For April’s Patch Tuesday, we’re waving goodbye to official XP patches and hello to the Windows 8.1 Update.
Plus: Critical updates for MS Word and Adobe Flash, a threat from malicious Publisher files, and a massive batch of nonsecurity Office fixes.
MS14-019 (2922229), MS14-018(2936068)
Two Windows updates are the final fixes for XP
Two security updates apply to all versions of Windows. They’re also the two final updates for Windows XP. KB 2922229 — rated important — fixes a vulnerability in how Windows handles .bat and .cmd files. KB 2936068 is the monthly cumulative fix for Internet Explorer; it’s rated critical for workstations.

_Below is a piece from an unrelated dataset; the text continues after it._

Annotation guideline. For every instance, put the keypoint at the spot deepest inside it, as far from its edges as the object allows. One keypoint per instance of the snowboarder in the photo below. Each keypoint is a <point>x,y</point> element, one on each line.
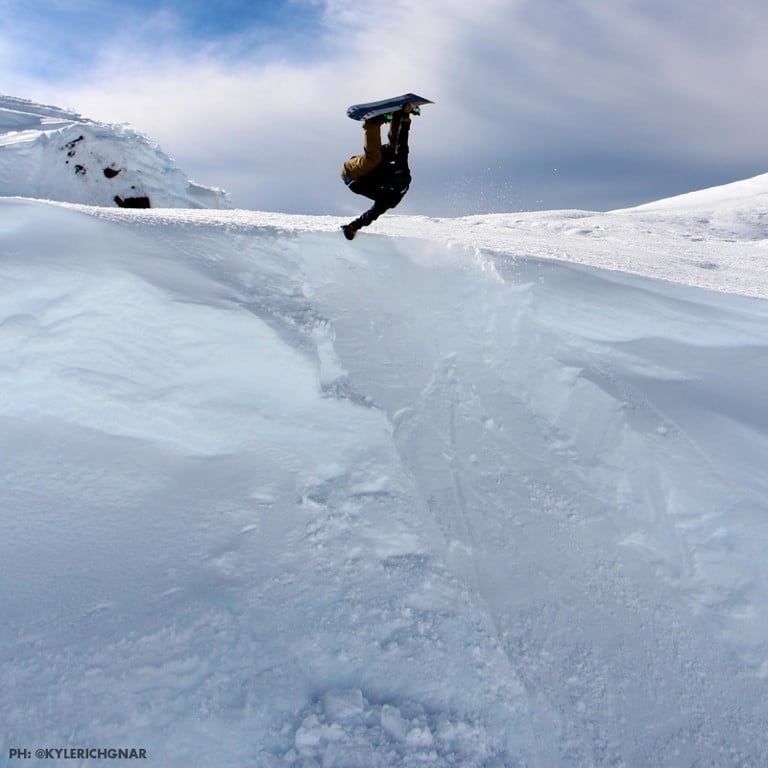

To exploit the vulnerability in Windows’ file handling, an attacker must place a malicious .bat or .cmd file on a shared network. He must then trick victims into launching the file or clicking a link to a malicious site, as noted in a Microsoft Security Research and Defense blog. Because this is a relatively complex exploit, there are no reports of actual attacks yet — nor are they likely to be widespread.
It’s a bit sad to know we’ve come, at long last, to the end of XP’s long road — at least as far as updating is concerned. Many XP users insist they’ll stick with the OS regardless of the risks.
When we first saw XP, we laughed at its bright colors and chiclet-like icons. We complained about the mascots — Clippy, the dog, and later the cat. Yet as Microsoft closes the book on its most successful operating system, we’re reluctant to see it go. It’s been a stalwart friend through debacles such as Windows Millennium Edition and Vista. Many XP users still refuse to let it go, claiming it will be the only OS they ever use.
But as the Internet evolved into our indispensable means of communication, XP also became a vulnerable friend as well. It shipped without a firewall. It was nailed by Slammer and Blaster. And malicious hackers delivered malware over open ports. We suffered through Svchost issues that made XP a slug on bootup.